Saturday, 20 November 2021

We Take It So Much For Granted, Without It,

we would be deader than a Dodo's do do,


the Sun, which is the star at the centre of the Solar System. It is a nearly perfect ball of hot plasma, heated to incandescence by nuclear fusion reactions in its core, radiating the energy mainly as visible light, ultraviolet light, and infrared radiation. It is by far the most important source of energy for life on Earth, a few fun, sun facts:

Surface temperature: 5,778 K

Mass: 1.989 × 10^30 kg

Radius: 696,340 km

Age: 4.603 billion years

Distance to Earth: 149.6 million km

and now using data from NASA’s Solar Dynamics Observatory, filmmaker Seán Doran composed an entrancing time-lapse of the sun’s glowing coronal loops during a month-long period,


the video project compiles 78,846 ångström-171 photographs from August 2014 that show the bright, curved structures, which are made of hot plasma, as they burst upward.
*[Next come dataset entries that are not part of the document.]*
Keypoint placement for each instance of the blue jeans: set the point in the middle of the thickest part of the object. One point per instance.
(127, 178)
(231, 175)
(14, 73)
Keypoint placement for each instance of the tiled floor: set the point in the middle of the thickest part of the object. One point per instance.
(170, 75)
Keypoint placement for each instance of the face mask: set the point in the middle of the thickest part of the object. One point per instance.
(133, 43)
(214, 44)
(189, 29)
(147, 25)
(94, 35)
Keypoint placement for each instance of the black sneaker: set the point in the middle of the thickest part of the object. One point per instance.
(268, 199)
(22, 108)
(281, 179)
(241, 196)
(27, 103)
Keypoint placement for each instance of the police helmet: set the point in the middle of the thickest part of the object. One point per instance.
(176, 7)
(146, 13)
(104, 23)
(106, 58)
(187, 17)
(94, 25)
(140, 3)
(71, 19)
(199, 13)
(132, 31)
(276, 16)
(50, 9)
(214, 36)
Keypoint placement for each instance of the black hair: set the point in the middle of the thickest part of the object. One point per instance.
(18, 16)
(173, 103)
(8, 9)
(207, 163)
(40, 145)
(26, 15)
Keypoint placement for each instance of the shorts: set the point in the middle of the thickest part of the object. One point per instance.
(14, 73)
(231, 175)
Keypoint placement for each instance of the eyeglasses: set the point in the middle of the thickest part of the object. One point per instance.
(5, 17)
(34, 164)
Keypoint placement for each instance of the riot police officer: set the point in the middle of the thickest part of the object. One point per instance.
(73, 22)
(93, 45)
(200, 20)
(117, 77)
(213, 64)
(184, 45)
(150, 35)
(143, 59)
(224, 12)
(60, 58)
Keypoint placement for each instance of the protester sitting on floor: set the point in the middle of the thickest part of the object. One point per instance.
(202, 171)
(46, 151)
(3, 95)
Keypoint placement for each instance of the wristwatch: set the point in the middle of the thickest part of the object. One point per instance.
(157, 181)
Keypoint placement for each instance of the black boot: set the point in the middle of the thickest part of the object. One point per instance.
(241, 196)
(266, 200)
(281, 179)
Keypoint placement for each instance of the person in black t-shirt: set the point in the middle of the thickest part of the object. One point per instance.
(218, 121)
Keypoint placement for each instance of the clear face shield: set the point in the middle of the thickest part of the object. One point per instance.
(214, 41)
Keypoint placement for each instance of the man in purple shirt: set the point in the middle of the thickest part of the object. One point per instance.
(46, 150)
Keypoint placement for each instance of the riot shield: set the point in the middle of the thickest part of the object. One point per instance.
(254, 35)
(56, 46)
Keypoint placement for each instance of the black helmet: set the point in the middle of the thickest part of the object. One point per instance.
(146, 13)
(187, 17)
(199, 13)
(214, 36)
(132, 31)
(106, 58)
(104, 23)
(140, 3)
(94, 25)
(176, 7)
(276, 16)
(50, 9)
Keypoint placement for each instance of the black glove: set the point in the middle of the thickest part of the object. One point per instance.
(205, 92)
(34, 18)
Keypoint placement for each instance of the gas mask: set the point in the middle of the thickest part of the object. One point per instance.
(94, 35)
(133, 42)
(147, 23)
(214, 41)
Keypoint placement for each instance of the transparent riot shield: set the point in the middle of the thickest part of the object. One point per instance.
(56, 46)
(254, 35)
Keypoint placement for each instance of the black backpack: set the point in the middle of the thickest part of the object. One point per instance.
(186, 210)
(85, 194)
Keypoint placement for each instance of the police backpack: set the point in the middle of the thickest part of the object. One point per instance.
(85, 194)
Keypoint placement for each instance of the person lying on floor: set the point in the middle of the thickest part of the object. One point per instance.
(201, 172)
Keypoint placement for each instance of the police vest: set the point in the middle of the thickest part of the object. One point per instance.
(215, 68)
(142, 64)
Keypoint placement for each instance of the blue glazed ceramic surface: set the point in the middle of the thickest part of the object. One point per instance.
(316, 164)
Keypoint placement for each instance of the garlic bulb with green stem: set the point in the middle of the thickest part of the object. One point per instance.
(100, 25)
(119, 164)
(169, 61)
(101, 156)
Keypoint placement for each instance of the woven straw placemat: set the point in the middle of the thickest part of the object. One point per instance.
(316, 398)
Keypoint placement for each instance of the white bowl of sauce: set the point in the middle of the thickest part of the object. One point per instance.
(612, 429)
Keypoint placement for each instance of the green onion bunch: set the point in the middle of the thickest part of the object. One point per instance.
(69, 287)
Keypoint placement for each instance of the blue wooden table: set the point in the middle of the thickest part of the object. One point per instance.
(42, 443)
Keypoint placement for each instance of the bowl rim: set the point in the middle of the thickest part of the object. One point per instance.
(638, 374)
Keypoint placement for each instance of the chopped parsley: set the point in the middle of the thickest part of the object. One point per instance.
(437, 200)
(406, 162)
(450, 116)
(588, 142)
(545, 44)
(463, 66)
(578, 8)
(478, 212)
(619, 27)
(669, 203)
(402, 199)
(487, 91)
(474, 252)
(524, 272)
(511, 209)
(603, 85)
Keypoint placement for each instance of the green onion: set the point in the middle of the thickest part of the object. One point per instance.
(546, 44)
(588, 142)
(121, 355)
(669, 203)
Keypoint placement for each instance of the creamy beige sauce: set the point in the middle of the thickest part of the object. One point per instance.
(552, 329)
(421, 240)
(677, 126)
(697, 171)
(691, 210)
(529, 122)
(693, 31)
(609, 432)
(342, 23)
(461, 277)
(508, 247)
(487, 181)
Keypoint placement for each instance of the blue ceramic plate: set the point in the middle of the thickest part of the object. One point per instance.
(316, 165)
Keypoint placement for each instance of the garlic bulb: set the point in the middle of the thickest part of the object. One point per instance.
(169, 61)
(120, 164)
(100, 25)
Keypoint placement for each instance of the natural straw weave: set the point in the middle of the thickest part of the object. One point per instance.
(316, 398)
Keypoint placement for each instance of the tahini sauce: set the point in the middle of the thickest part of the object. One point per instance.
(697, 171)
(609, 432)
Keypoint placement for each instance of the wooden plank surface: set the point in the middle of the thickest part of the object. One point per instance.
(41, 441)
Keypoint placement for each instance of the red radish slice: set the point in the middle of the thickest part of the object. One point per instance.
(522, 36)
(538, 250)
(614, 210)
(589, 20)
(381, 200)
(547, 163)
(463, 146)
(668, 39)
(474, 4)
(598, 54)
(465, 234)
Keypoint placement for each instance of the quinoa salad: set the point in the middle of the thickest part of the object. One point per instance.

Colorized in gold in the time-lapse, the arced loops often form a bridge between dark sunspots, or places where powerful magnetic fields breach the surface and flow into the massive star’s atmosphere,


this is defiantly a 2 mug of coffee video, as it runs for some 44 minutes, for other stunning glimpses at astronomical happenings, head to Doran’s YouTube, which features footage of Earth’s orbit, Comet Neowise, and the rugged topography of the Red Planet, all absolutely stunning.